My host sister was one such person who helped me to find cool new places. She was out of the house when I first arrived on a Sunday night but I met her the next day at dinner. My host mom, Cristina, set the table for the two of us and I ate with Julieta who talked to me about her life and her work as a photographer and poet. Then, much to my surprise, she invited me to go with her that night to the cafe-bar her sister worked at called El Azul. A tiny place with mismatched chairs and a set of bookshelves filled with books and strange glass jars with cassette tapes floating inside, the place was calm and kitsch and cool. It was the kind of place only locals would go to and indeed they went. Every Monday night, Julieta and Carolina's friends made it a habit to meet there for drinks, just to talk and socialize. It was typically Spain, socializing not at someone's house, but outside. I can count on one hand the number of times Julieta brought friends to the house and when it occurred, it was just one friend for a couple hours, never multiple friends. But that's the way Spain is - people socialize outside their houses while their homes remain perfect museums of cleanliness. Meanwhile, the streets are filled with people socializing in bars and restaurants at all hours of the day and night, spilling out into the streets to smoke after the indoor smoking ban went into effect.
My coworker Cristina, was another person (almost a madrileña) who helped me to discover some amazing places in Madrid. A Brazilian woman who had spent nearly 10 years living and working in Spain, Cristina spoke almost flawless Spanish and was incredibly kind and bubbly. Almost immediately after I began my internship, she offered to introduce me to some places in Madrid and took me to what would become one of my favorite museums, Caixa Forum. Housed in a new-age building with impossible looking architecture and a living wall of plants, it has amazing shifting exhibits.

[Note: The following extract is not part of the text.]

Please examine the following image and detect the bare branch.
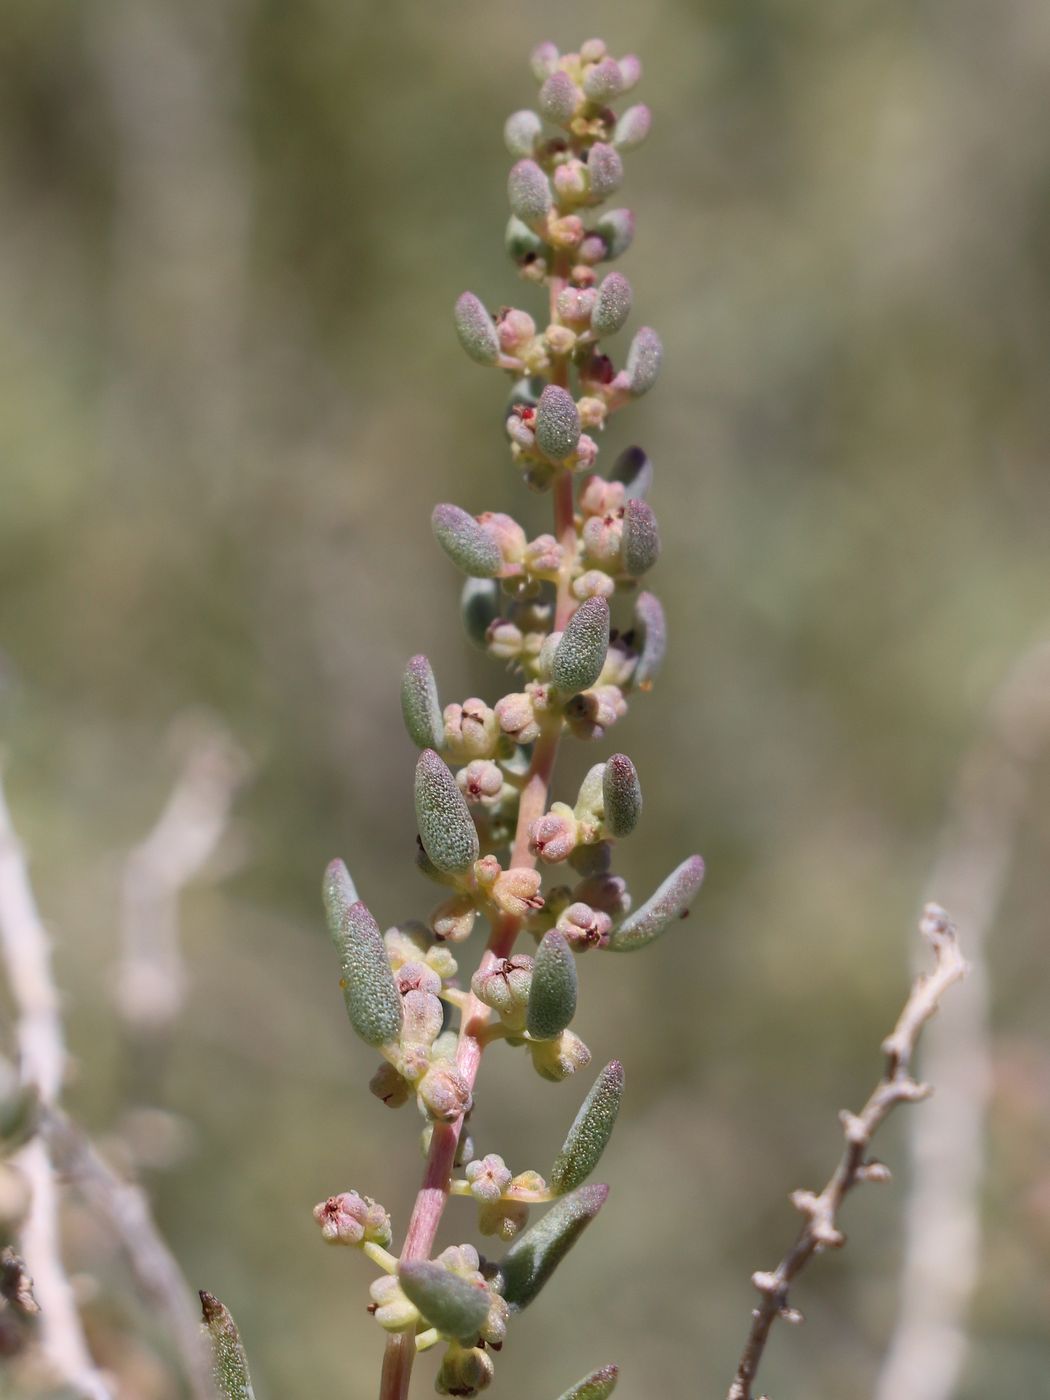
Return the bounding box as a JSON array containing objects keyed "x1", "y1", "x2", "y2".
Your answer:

And it's free.
Then of course there was my internship, with the various conferences and activities which introduced me to different places of Madrid I would never have discovered on my own. Not only that, but it introduced me to my coworkers and over the course of my 6 month internship, I felt myself becoming more a part of the team. I discovered what work-life was like in Spain and what it meant to work for a small business. I also came to know people from across the globe with whom I worked and with whom we shared office space. It was a melting pot of friendly people who helped me feel at home and who most made me sad to leave.
So while many people say that they change while abroad or that studying abroad was a life-changing experience I never though that cliche would be part of my experience. But it was. I admit that I did change, and I came to realize it over time. I loved that I could blend in with the Spaniards and sometimes even convince foreigners that I was Spanish. I was able to give directions to someone on the Metro, in Spanish, and understand almost every word that was spoken. As I tutored Virginia in English, the 30 something sister of my flamenco teacher, I realized I had learned so many Spanish phrases and idiomatic expressions that I could efficiently translate almost any phrases she wanted into English. But more than improving my Spanish and my confidence in speaking it, I gained a more global perspective of the world, through my experiences, through the people I met, and the places I visited. It was an experience which I could not have gained within the Stanford bubble and one which makes my time abroad one of my most valuable college experiences.